The impact of the technical capacity of big data deployment (TCBD) at the level of medical institutions. TCBD does not have a direct impact on clinicians’ recall of prior medical knowledge (RPMK), regardless of whether remote medical consultation platforms are used or not. However, there is an indirect impact on RPMK, and this impact is generated through medical big data assets (MBDA) in both scenarios. It is worth noting that the indirect impact on RPMK is significantly stronger in the scenario where remote medical consultation platforms are utilized. In contrast, in the absence of such platforms, the indirect impact on RPMK is relatively weaker.

The impact of sharing big data (SMBD) at the public level. Sharing big data publicly has a direct influence on RPMK, regardless of whether healthcare facilities utilize remote medical consultation platforms or not. However, this impact does not differ significantly between the two scenarios. Additionally, SMBD acts as an intermediary factor in the impact of other big data resources on RPMK. When a platform is present, it primarily serves as an intermediary factor between TCBD and RPMK. In the absence of a platform, it not only acts as an intermediary factor between TCBD and RPMK but also between SCBD and RPMK.

The impact of the policies of medical big data (PMBD) at the public level.
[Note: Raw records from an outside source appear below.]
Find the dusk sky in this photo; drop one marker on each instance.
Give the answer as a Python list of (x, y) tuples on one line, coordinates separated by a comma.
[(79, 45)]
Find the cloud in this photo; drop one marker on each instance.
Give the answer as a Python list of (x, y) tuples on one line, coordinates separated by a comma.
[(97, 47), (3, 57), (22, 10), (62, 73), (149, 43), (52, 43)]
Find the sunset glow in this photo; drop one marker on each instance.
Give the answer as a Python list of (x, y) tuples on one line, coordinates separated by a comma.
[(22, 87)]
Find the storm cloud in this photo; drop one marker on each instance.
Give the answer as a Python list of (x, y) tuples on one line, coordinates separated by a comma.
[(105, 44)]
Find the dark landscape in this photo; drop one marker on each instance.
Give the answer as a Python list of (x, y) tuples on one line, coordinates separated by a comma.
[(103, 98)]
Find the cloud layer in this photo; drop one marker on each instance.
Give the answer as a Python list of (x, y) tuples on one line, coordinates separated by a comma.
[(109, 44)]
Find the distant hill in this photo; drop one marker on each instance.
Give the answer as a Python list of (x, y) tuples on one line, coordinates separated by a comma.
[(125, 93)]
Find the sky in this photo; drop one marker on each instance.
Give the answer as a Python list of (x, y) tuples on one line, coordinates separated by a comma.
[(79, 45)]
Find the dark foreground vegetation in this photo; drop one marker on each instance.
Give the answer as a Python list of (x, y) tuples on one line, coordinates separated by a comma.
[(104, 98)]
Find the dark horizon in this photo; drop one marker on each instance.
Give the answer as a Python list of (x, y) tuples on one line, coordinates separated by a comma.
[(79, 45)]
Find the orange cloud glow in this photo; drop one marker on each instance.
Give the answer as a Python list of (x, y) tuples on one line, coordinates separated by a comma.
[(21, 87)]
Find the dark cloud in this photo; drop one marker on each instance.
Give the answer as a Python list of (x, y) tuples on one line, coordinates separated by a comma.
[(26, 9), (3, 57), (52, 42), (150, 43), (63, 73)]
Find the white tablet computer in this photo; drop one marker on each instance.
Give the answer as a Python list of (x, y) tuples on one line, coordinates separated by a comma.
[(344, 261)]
The policies of medical big data (PMBD) do not directly affect the RPMK (Remote Patient Monitoring Kit) regardless of whether healthcare institutions use remote medical consultation platforms or not. However, in scenarios where platforms are used, there is an indirect impact based on the SCBD (Secondary Clinical Big Data) but no such impact in scenarios where platforms are not used. To assess the indirect impact of PMBD, new mediating factors need to be identified and studied.

Academic implications

This study contributes several important findings to the current understanding of the subject matter.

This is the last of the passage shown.